What did @forever.fit.kelly actually say?
Kelly's claim is straightforward: Amazon has quietly removed bacteriostatic water (BAC water) from its platform, and people searching for it aren't finding results anymore. She says "it's pretty much just been removed from the platform" and recommends two alternatives, Perfect Peptides and a brand called Haspira, calling them "the same" product at different price points. She also mentions a free BAC water offer with a first order from Perfect Peptides.
This is a product availability video, not a medical claims video, which matters. Kelly isn't making therapeutic claims about peptides here. She's pointing people toward reconstitution supplies they're apparently already using. The framing is practical and relatively low-key, which is worth noting before we dissect it.
Does the science back this up?
There's no peer-reviewed literature on Amazon's internal product listing policies, obviously. But the underlying chemistry of bacteriostatic water is well-established and not in dispute. BAC water is sterile water containing 0.9% benzyl alcohol, which inhibits bacterial growth and allows multi-dose vials to remain stable over time. That's the whole point of it for peptide reconstitution.
What we can assess is whether BAC water availability on Amazon has actually changed. Multiple user reports across peptide and biohacking communities since late 2023 corroborate reduced search visibility for BAC water on Amazon. This appears to be consistent with broader platform policy tightening around products that have dual-use potential in unregulated injectable preparation. Amazon has not published a formal statement about this specific product category, so the precise reason for removal remains unconfirmed publicly.
The claim that the two brands she mentions are "the same" is chemically plausible. Bacteriostatic water is a standardized formulation, so brand differentiation is mostly about sterility assurance, packaging, and source verification, not a proprietary formula.
What did they get wrong (or right)?
Kelly gets the core observation right. BAC water does appear significantly harder to find on Amazon right now, and users in peptide communities have flagged this repeatedly. Credit where it's due: she's not being dramatic or conspiratorial about it, just practical.

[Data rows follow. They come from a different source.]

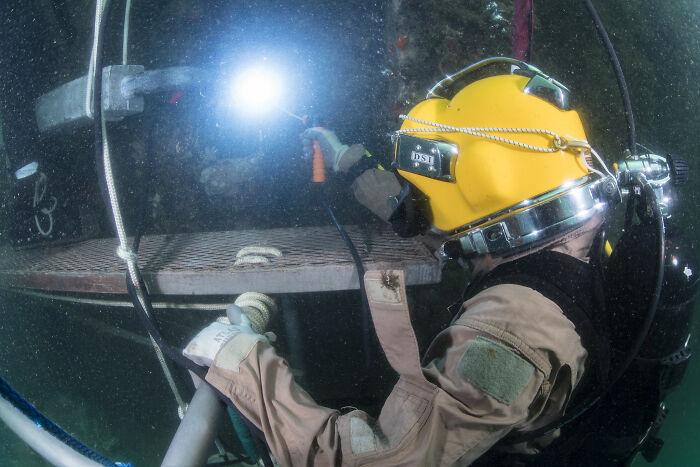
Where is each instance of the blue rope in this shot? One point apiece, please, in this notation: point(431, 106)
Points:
point(21, 404)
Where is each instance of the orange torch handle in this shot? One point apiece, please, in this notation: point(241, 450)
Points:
point(319, 165)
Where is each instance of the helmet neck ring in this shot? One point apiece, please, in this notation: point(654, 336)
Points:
point(534, 221)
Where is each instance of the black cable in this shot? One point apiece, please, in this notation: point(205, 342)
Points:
point(641, 336)
point(148, 320)
point(366, 316)
point(619, 75)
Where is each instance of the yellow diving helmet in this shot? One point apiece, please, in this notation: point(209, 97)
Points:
point(503, 164)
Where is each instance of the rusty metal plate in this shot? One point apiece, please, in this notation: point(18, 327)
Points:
point(314, 259)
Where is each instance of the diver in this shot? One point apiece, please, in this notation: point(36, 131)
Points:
point(502, 173)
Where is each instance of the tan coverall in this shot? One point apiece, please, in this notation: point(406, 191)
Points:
point(509, 361)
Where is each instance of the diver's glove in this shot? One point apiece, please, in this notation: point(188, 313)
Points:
point(377, 190)
point(337, 156)
point(203, 348)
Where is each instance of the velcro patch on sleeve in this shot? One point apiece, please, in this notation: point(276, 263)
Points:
point(495, 369)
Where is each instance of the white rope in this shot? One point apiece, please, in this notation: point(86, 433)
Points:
point(40, 187)
point(559, 143)
point(128, 255)
point(256, 255)
point(258, 308)
point(89, 94)
point(125, 40)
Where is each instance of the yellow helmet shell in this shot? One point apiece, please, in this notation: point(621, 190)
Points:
point(490, 176)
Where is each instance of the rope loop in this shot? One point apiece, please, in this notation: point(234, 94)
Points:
point(126, 253)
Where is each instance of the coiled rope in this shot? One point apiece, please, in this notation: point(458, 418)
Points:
point(558, 142)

Where she's on thinner ice: saying the two brands are definitively "the same" without any quality or sterility testing data is a stretch. For anyone injecting reconstituted peptides, the sourcing and sterility of BAC water is not a trivial detail. The FDA does not regulate most BAC water sold through supplement or lab-supply channels the same way it regulates pharmaceutical-grade sterile injectables. A 2021 review in the Journal of Pharmaceutical Sciences (Bhatt et al.) on compounded sterile preparations noted that contamination risk in non-pharmacy-prepared sterile products is a real and underreported concern.
She also doesn't address how to verify product sterility or what to look for in a reputable BAC water source. That's a meaningful gap when your audience is using this for injectable reconstitution.

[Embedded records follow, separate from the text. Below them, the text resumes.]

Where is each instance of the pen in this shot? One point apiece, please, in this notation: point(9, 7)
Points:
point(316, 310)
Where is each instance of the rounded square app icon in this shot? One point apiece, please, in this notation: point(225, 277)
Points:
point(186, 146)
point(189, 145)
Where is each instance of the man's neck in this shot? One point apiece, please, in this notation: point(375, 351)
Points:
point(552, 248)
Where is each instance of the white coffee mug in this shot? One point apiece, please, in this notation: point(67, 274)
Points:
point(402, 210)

What should you actually know?
If you're using BAC water to reconstitute peptides, the quality of that water matters. Benzyl alcohol concentration should be 0.9%, the vials should be sealed and sterile, and the supplier should ideally have a certificate of analysis available. This isn't fearmongering. It's basic harm reduction for anyone working with injectables outside of a clinical setting.
Amazon pulling BAC water is consistent with a broader pattern of major retail platforms restricting products that are adjacent to unregulated injectable use. This is not unique to BAC water. Syringes and certain reconstitution kits have faced similar restrictions on various platforms over the past few years.
If you need BAC water, veterinary supply companies and compounding pharmacies are also legitimate sources worth knowing about, not just the two brands Kelly mentions. And if you're reconstituting peptides for injection, the conversation about sterility, technique, and medical supervision is one that should happen with a licensed provider, not just a TikTok comment section.
- BAC water is 0.9% benzyl alcohol in sterile water, not a proprietary product.
- Sterility of the source matters significantly for anyone using it in injectable preparations.
- Amazon's policy changes on this product category appear real but have not been formally announced.
- Compounding pharmacies and licensed veterinary suppliers are regulated alternatives worth considering.